Under ESC guidelines, the recommended cardiovascular evaluation should consist of complete personal and family history, physical examination with blood pressure measurement, and 12-lead ECG. The inclusion of a 12-lead ECG represents the additional value of this screening protocol and is based on the fact that the ECG offers the potential to detect, or to raise clinical suspicion of, potentially lethal conditions, including hypertrophic cardiomyopathy, arrhythmogenic right ventricular dysplasia, dilated cardiomyopathy, myocarditis, long QT syndrome, Brugada syndrome, Lenègre disease, catecholaminergic ventricular tachycardia, short QT syndrome, and Wolff-Parkinson-White syndrome. Based on published studies from the United States and Italy, these conditions, including hypertrophic cardiomyopathy, account for up to 60% of sudden deaths in young competitive athletes.7,8
The screening of US high school and college athletes, based on medical history and physical examination without ECG, does not adequately identify those cardiovascular abnormalities that increase the athlete’s risk of sudden cardiac death. In 1 retrospective study, only 3% of US-trained athletes who died suddenly of heart disease confirmed on autopsy had been suspected of having cardiovascular abnormalities on the basis of preparticipation screening, and none with hypertrophic cardiomyopathy were previously identified.7 By comparison, the European experience shows that screening is able to identify asymptomatic athletes with hypertrophic cardiomyopathy, and observation of these athletes during long-term follow-up suggests that withdrawal from competition has the potential to improve their survival.8 Analysis of the Italian data shows that fewer than 25% of young competitive athletes diagnosed with hypertrophic cardiomyopathy had an abnormal physical examination or positive family history. Thus, the majority of them would have not been identified by a screening protocol without 12-lead ECG.
The European experience has shown that a systematic preparticipation evaluation including 12-lead ECG can be a practical effective tool to identify patients with hypertrophic cardiomyopathy, the most common cause of sport-related sudden cardiac death. The American Heart Association current consensus panel states that “cardiovascular screening for young competitive athletes is justifiable and compelling on ethical, legal, and medical grounds.”9 The Italian experience suggests that adding ECG to the process used in the United States may improve the current system, which many feel is inadequate.

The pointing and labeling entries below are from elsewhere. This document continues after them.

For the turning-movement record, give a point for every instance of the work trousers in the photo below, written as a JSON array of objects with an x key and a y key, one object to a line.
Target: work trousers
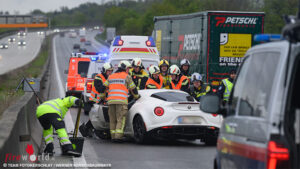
[
  {"x": 117, "y": 118},
  {"x": 50, "y": 120}
]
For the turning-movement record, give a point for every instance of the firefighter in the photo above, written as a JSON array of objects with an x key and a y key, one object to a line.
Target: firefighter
[
  {"x": 198, "y": 88},
  {"x": 98, "y": 89},
  {"x": 226, "y": 86},
  {"x": 119, "y": 84},
  {"x": 138, "y": 74},
  {"x": 97, "y": 86},
  {"x": 178, "y": 81},
  {"x": 155, "y": 81},
  {"x": 164, "y": 67},
  {"x": 185, "y": 68},
  {"x": 51, "y": 114}
]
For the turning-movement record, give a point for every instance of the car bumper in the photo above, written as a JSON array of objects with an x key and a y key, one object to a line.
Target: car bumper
[{"x": 185, "y": 132}]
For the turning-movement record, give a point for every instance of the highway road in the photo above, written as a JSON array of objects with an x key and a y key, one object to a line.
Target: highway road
[
  {"x": 129, "y": 155},
  {"x": 16, "y": 56}
]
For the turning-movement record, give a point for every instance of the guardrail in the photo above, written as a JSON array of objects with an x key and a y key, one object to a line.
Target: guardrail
[{"x": 21, "y": 133}]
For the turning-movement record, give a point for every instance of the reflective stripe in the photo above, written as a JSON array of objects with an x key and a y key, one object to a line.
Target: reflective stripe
[
  {"x": 50, "y": 141},
  {"x": 49, "y": 136},
  {"x": 53, "y": 107},
  {"x": 65, "y": 142},
  {"x": 117, "y": 90},
  {"x": 116, "y": 95}
]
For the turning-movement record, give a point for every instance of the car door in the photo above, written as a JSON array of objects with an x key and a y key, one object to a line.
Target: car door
[{"x": 245, "y": 132}]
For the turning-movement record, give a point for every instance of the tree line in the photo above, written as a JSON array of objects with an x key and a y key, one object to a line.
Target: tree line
[{"x": 136, "y": 17}]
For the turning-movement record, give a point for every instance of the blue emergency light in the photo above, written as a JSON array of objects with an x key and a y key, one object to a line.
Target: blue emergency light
[{"x": 267, "y": 37}]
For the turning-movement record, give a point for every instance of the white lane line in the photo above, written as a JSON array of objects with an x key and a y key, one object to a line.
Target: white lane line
[{"x": 68, "y": 118}]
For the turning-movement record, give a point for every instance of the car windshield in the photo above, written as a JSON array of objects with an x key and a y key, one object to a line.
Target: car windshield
[
  {"x": 172, "y": 96},
  {"x": 83, "y": 67}
]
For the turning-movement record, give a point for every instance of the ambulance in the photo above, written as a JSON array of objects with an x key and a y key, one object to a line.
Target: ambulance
[{"x": 130, "y": 47}]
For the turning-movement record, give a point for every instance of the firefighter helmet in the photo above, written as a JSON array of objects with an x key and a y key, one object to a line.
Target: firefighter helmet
[{"x": 174, "y": 70}]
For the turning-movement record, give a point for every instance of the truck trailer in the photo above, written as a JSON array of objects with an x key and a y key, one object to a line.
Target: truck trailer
[{"x": 214, "y": 41}]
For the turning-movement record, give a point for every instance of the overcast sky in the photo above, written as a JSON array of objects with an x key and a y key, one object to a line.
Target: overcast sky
[{"x": 26, "y": 6}]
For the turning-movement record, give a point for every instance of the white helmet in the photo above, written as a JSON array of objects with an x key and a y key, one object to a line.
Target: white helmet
[
  {"x": 107, "y": 66},
  {"x": 124, "y": 64},
  {"x": 154, "y": 69},
  {"x": 196, "y": 77},
  {"x": 185, "y": 62},
  {"x": 137, "y": 62},
  {"x": 174, "y": 70}
]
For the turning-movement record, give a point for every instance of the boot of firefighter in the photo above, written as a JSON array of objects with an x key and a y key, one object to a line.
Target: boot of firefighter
[
  {"x": 49, "y": 149},
  {"x": 68, "y": 150}
]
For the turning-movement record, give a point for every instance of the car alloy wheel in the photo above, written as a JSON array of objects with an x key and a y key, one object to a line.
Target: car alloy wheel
[{"x": 139, "y": 130}]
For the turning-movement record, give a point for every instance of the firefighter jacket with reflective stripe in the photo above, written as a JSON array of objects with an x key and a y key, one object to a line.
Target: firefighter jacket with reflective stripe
[
  {"x": 152, "y": 84},
  {"x": 95, "y": 95},
  {"x": 59, "y": 106},
  {"x": 139, "y": 79},
  {"x": 182, "y": 84},
  {"x": 118, "y": 85},
  {"x": 166, "y": 79},
  {"x": 228, "y": 87}
]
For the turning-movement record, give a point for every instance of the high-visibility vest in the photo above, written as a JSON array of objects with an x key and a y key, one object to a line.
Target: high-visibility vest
[
  {"x": 117, "y": 89},
  {"x": 150, "y": 81},
  {"x": 95, "y": 95},
  {"x": 228, "y": 87},
  {"x": 179, "y": 84},
  {"x": 166, "y": 81}
]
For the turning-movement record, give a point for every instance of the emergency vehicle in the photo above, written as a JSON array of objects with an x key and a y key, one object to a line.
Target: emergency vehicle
[
  {"x": 77, "y": 73},
  {"x": 129, "y": 47}
]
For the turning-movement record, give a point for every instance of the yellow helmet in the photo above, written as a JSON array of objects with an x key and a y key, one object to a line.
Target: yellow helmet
[{"x": 163, "y": 62}]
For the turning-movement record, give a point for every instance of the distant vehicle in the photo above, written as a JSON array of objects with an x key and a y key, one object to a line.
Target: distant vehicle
[
  {"x": 40, "y": 32},
  {"x": 129, "y": 47},
  {"x": 82, "y": 50},
  {"x": 214, "y": 46},
  {"x": 261, "y": 128},
  {"x": 88, "y": 43},
  {"x": 82, "y": 32},
  {"x": 22, "y": 43},
  {"x": 11, "y": 39},
  {"x": 3, "y": 46},
  {"x": 82, "y": 39},
  {"x": 77, "y": 73},
  {"x": 76, "y": 46},
  {"x": 72, "y": 34},
  {"x": 56, "y": 30},
  {"x": 162, "y": 113},
  {"x": 21, "y": 33},
  {"x": 110, "y": 34}
]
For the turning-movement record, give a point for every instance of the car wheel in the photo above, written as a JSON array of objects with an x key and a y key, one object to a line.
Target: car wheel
[
  {"x": 140, "y": 133},
  {"x": 210, "y": 141},
  {"x": 103, "y": 134}
]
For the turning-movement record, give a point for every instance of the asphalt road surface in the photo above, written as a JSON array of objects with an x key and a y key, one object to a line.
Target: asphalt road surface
[
  {"x": 16, "y": 56},
  {"x": 128, "y": 155}
]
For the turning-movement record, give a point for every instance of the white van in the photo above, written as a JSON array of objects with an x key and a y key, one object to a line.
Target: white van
[{"x": 129, "y": 47}]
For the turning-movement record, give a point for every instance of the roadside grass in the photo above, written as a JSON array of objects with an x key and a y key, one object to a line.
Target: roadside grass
[{"x": 9, "y": 83}]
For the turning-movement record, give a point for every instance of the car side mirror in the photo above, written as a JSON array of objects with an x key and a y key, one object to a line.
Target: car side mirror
[{"x": 210, "y": 103}]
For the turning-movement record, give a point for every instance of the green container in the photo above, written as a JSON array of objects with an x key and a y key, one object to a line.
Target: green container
[
  {"x": 214, "y": 41},
  {"x": 77, "y": 143}
]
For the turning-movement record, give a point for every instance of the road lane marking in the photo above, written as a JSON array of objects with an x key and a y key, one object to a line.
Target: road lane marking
[{"x": 68, "y": 118}]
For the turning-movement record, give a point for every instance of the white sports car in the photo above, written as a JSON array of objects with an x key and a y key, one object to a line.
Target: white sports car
[{"x": 163, "y": 113}]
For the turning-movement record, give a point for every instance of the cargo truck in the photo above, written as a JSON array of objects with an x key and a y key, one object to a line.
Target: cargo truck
[{"x": 214, "y": 41}]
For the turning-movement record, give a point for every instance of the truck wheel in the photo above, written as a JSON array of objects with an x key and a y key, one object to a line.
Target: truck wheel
[{"x": 140, "y": 133}]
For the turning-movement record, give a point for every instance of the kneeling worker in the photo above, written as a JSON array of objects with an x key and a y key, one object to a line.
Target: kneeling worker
[
  {"x": 51, "y": 114},
  {"x": 119, "y": 84},
  {"x": 155, "y": 81}
]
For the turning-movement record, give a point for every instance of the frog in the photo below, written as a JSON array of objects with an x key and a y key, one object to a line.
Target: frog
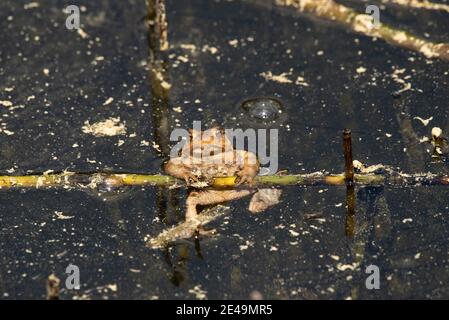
[{"x": 207, "y": 155}]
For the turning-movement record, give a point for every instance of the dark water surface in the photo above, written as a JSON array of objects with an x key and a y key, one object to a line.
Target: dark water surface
[{"x": 57, "y": 80}]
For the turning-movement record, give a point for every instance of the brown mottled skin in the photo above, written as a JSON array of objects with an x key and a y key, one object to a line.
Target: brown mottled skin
[{"x": 209, "y": 154}]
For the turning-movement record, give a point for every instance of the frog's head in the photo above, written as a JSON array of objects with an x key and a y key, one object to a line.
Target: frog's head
[{"x": 210, "y": 142}]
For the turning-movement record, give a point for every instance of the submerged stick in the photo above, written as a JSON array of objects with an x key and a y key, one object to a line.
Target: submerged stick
[
  {"x": 363, "y": 23},
  {"x": 349, "y": 166},
  {"x": 114, "y": 180},
  {"x": 349, "y": 177},
  {"x": 158, "y": 25},
  {"x": 184, "y": 230},
  {"x": 53, "y": 287}
]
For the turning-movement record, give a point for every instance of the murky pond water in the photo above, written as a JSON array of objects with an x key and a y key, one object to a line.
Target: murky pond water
[{"x": 222, "y": 54}]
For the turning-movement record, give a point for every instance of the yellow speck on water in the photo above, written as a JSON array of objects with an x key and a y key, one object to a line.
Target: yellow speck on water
[
  {"x": 108, "y": 101},
  {"x": 281, "y": 78},
  {"x": 183, "y": 59},
  {"x": 293, "y": 233},
  {"x": 188, "y": 46},
  {"x": 82, "y": 34},
  {"x": 31, "y": 5},
  {"x": 425, "y": 122},
  {"x": 233, "y": 43},
  {"x": 361, "y": 70},
  {"x": 207, "y": 48},
  {"x": 6, "y": 103}
]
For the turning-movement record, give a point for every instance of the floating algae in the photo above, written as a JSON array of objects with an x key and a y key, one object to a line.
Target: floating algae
[{"x": 185, "y": 229}]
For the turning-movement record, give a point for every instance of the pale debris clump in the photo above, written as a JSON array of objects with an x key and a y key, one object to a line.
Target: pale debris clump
[
  {"x": 109, "y": 127},
  {"x": 284, "y": 78},
  {"x": 436, "y": 132}
]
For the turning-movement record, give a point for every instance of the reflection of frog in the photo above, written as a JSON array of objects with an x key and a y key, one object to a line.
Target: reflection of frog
[{"x": 209, "y": 154}]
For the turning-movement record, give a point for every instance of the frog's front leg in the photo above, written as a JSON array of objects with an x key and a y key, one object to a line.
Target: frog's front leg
[
  {"x": 208, "y": 197},
  {"x": 176, "y": 168},
  {"x": 248, "y": 166}
]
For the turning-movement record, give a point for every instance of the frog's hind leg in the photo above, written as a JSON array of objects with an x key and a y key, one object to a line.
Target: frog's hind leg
[{"x": 208, "y": 197}]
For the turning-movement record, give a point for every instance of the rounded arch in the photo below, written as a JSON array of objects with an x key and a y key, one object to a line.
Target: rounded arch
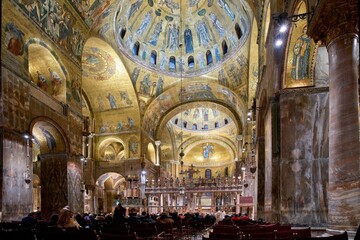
[
  {"x": 110, "y": 92},
  {"x": 49, "y": 136},
  {"x": 223, "y": 150},
  {"x": 109, "y": 180},
  {"x": 46, "y": 69},
  {"x": 151, "y": 154},
  {"x": 111, "y": 149},
  {"x": 192, "y": 92}
]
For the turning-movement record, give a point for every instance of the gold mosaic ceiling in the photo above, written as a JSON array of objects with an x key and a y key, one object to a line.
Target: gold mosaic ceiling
[
  {"x": 187, "y": 38},
  {"x": 150, "y": 60}
]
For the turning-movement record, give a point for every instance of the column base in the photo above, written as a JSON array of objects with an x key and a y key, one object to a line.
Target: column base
[{"x": 351, "y": 233}]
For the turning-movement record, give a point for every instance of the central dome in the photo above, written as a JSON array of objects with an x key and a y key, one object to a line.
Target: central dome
[{"x": 181, "y": 38}]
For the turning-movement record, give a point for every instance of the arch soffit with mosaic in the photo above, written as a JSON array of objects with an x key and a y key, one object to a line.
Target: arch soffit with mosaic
[
  {"x": 49, "y": 135},
  {"x": 116, "y": 179},
  {"x": 103, "y": 71},
  {"x": 206, "y": 104},
  {"x": 194, "y": 92},
  {"x": 42, "y": 59},
  {"x": 104, "y": 143},
  {"x": 194, "y": 141}
]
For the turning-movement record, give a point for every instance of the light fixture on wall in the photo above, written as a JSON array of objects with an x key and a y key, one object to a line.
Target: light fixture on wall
[
  {"x": 28, "y": 137},
  {"x": 27, "y": 175},
  {"x": 181, "y": 154},
  {"x": 283, "y": 19}
]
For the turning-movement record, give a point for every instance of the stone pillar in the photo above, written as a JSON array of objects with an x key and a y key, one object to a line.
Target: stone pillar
[
  {"x": 237, "y": 202},
  {"x": 335, "y": 24},
  {"x": 157, "y": 143},
  {"x": 161, "y": 203}
]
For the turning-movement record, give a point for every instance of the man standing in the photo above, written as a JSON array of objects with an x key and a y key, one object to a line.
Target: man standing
[{"x": 119, "y": 213}]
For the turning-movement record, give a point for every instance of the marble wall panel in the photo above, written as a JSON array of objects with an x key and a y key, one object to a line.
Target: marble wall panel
[
  {"x": 54, "y": 191},
  {"x": 304, "y": 158},
  {"x": 16, "y": 194}
]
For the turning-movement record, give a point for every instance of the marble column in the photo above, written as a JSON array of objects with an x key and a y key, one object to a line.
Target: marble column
[
  {"x": 237, "y": 202},
  {"x": 335, "y": 24},
  {"x": 161, "y": 203},
  {"x": 157, "y": 143}
]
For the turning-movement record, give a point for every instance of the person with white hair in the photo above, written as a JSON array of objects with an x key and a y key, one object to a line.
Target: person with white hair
[{"x": 66, "y": 219}]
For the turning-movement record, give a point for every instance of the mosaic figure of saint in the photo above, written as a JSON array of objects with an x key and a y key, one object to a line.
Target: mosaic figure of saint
[
  {"x": 14, "y": 39},
  {"x": 225, "y": 6},
  {"x": 56, "y": 81},
  {"x": 145, "y": 85},
  {"x": 42, "y": 81},
  {"x": 133, "y": 8},
  {"x": 188, "y": 40},
  {"x": 144, "y": 24},
  {"x": 217, "y": 24},
  {"x": 112, "y": 101},
  {"x": 75, "y": 89},
  {"x": 159, "y": 86},
  {"x": 135, "y": 76},
  {"x": 50, "y": 140},
  {"x": 203, "y": 33},
  {"x": 155, "y": 35},
  {"x": 173, "y": 37},
  {"x": 131, "y": 122},
  {"x": 207, "y": 150},
  {"x": 300, "y": 62}
]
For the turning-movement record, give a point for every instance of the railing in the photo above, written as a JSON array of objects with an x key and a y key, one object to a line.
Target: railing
[{"x": 174, "y": 185}]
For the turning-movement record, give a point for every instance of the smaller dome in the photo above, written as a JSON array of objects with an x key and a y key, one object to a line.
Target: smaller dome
[
  {"x": 181, "y": 37},
  {"x": 201, "y": 119}
]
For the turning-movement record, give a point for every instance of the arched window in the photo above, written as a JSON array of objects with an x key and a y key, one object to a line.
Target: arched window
[
  {"x": 208, "y": 173},
  {"x": 153, "y": 57},
  {"x": 172, "y": 63},
  {"x": 208, "y": 57},
  {"x": 136, "y": 48},
  {"x": 122, "y": 33},
  {"x": 238, "y": 30},
  {"x": 191, "y": 62},
  {"x": 224, "y": 47}
]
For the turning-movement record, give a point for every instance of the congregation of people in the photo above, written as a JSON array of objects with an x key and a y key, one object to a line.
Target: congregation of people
[{"x": 132, "y": 224}]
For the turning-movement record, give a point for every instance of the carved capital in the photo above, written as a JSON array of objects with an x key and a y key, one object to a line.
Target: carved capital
[{"x": 332, "y": 19}]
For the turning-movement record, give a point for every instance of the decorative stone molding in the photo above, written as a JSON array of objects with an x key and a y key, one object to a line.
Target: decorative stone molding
[
  {"x": 332, "y": 19},
  {"x": 302, "y": 91}
]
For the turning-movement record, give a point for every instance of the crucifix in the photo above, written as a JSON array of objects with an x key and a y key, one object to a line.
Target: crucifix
[{"x": 190, "y": 171}]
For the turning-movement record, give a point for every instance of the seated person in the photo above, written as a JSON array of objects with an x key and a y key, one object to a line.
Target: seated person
[
  {"x": 164, "y": 218},
  {"x": 66, "y": 219}
]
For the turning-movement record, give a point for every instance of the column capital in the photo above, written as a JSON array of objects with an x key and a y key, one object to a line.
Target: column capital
[
  {"x": 332, "y": 19},
  {"x": 239, "y": 138}
]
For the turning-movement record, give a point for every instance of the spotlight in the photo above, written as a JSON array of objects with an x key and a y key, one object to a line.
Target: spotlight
[
  {"x": 278, "y": 42},
  {"x": 283, "y": 28}
]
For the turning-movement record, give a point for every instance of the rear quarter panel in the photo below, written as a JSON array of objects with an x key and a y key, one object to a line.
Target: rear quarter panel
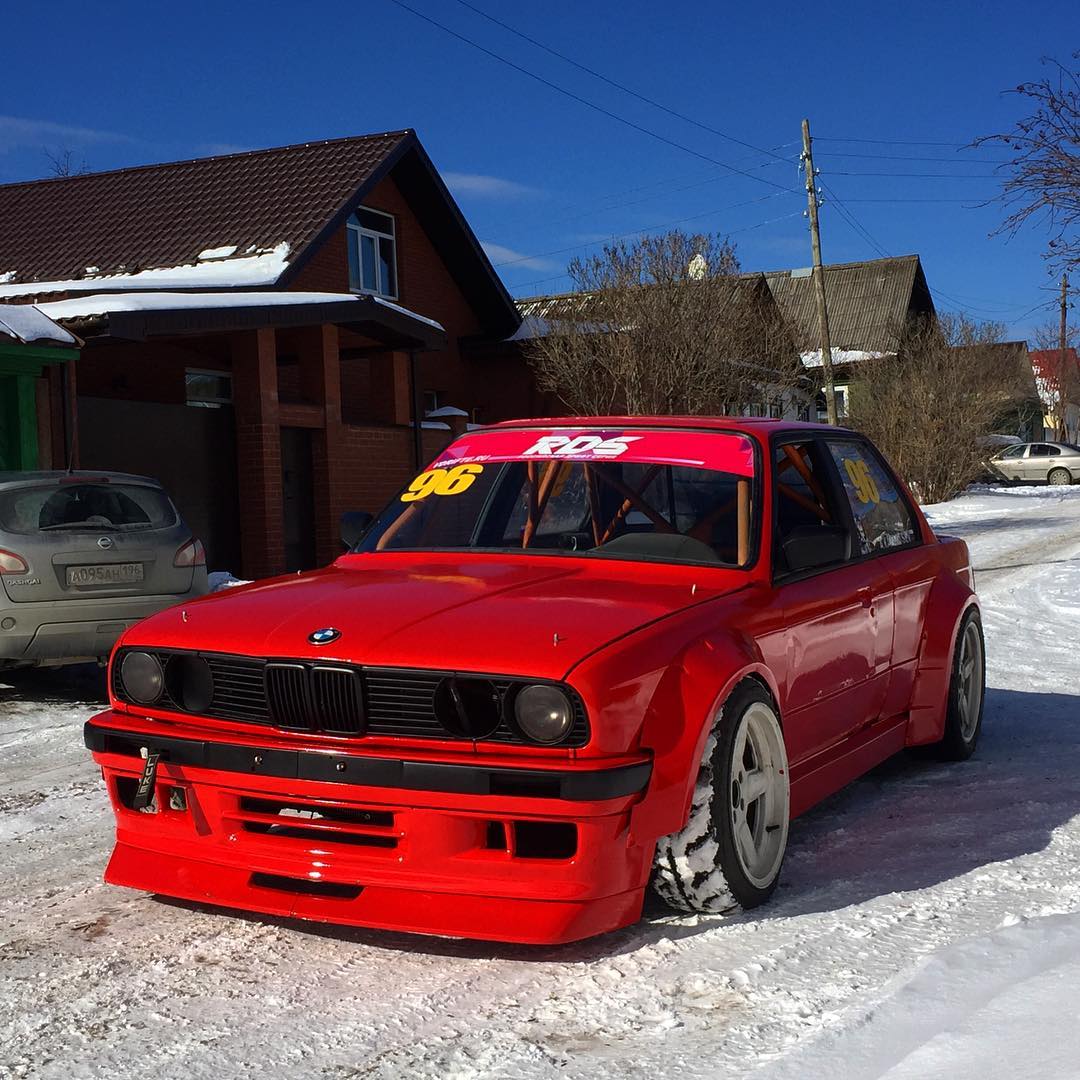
[{"x": 950, "y": 594}]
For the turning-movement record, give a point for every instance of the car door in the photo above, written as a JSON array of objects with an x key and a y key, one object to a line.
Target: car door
[
  {"x": 1037, "y": 461},
  {"x": 889, "y": 537},
  {"x": 1011, "y": 462},
  {"x": 837, "y": 615}
]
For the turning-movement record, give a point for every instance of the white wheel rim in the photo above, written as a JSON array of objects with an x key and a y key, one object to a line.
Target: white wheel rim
[
  {"x": 969, "y": 683},
  {"x": 758, "y": 795}
]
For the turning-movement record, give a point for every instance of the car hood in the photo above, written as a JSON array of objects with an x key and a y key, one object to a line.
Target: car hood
[{"x": 521, "y": 615}]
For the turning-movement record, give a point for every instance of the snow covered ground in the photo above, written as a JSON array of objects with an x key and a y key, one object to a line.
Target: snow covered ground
[{"x": 928, "y": 923}]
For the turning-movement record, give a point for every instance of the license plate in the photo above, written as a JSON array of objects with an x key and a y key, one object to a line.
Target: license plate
[{"x": 115, "y": 574}]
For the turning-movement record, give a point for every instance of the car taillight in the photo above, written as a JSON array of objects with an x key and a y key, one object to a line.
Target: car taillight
[
  {"x": 191, "y": 554},
  {"x": 10, "y": 563}
]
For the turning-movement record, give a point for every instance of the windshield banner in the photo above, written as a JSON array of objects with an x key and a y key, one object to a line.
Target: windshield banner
[{"x": 698, "y": 449}]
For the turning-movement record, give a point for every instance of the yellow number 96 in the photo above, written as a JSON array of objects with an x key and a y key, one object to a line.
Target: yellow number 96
[
  {"x": 442, "y": 482},
  {"x": 861, "y": 478}
]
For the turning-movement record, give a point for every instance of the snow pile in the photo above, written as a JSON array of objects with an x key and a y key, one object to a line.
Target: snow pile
[
  {"x": 255, "y": 267},
  {"x": 812, "y": 359},
  {"x": 25, "y": 323}
]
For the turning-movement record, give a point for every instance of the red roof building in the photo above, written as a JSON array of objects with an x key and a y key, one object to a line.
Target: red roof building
[{"x": 261, "y": 331}]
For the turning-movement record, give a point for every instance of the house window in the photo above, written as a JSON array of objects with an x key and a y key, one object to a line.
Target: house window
[
  {"x": 207, "y": 389},
  {"x": 373, "y": 259}
]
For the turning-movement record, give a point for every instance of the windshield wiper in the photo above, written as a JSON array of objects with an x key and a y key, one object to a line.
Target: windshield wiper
[{"x": 78, "y": 525}]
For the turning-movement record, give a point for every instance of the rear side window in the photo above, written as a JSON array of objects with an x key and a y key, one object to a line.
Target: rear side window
[
  {"x": 90, "y": 505},
  {"x": 882, "y": 517}
]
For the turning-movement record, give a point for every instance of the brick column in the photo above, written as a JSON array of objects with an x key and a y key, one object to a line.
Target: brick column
[
  {"x": 258, "y": 453},
  {"x": 390, "y": 391},
  {"x": 321, "y": 381}
]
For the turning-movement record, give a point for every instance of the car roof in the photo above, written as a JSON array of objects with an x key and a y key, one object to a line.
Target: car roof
[
  {"x": 746, "y": 423},
  {"x": 37, "y": 476}
]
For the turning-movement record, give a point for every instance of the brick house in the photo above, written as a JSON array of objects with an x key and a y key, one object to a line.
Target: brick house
[{"x": 262, "y": 332}]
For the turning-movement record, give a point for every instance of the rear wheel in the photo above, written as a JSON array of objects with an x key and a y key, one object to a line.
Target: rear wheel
[
  {"x": 730, "y": 851},
  {"x": 963, "y": 719}
]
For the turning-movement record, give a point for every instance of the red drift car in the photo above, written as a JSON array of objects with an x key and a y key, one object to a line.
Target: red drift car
[{"x": 571, "y": 658}]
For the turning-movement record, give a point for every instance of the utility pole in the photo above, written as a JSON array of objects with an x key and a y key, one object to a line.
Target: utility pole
[
  {"x": 819, "y": 274},
  {"x": 1063, "y": 369}
]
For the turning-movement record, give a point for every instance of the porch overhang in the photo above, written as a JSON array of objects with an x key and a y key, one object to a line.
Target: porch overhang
[{"x": 136, "y": 316}]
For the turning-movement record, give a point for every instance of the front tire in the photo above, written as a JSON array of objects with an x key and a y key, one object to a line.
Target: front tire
[
  {"x": 730, "y": 851},
  {"x": 963, "y": 719}
]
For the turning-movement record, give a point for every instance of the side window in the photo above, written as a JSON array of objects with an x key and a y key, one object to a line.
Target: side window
[
  {"x": 882, "y": 518},
  {"x": 808, "y": 530}
]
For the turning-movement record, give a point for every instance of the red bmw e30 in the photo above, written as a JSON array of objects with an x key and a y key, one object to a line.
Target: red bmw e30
[{"x": 571, "y": 658}]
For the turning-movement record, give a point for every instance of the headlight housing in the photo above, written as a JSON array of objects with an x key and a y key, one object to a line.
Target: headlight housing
[
  {"x": 543, "y": 713},
  {"x": 143, "y": 677},
  {"x": 190, "y": 683}
]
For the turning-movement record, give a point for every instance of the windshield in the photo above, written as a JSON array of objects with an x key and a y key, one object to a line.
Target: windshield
[
  {"x": 81, "y": 504},
  {"x": 640, "y": 494}
]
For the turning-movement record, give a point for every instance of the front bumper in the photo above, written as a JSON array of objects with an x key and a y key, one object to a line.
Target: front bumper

A dilemma, however, still remains. How do we implement an effective prescreening process that is realistically applicable in the United States, with its large population, ongoing emphasis on cutting health care costs, and an increasingly litigious atmosphere? The main criticism of the European protocol points toward the 9% false-positive rate (in the targeted population, to identify 1 patient, there would be 1999 false positives). The detractors contend that such a system would prevent “normal healthy” individuals from participating in athletics. Many will argue, however, that this is a small price to pay to prevent the untimely death of a young person in the prime of his or her life.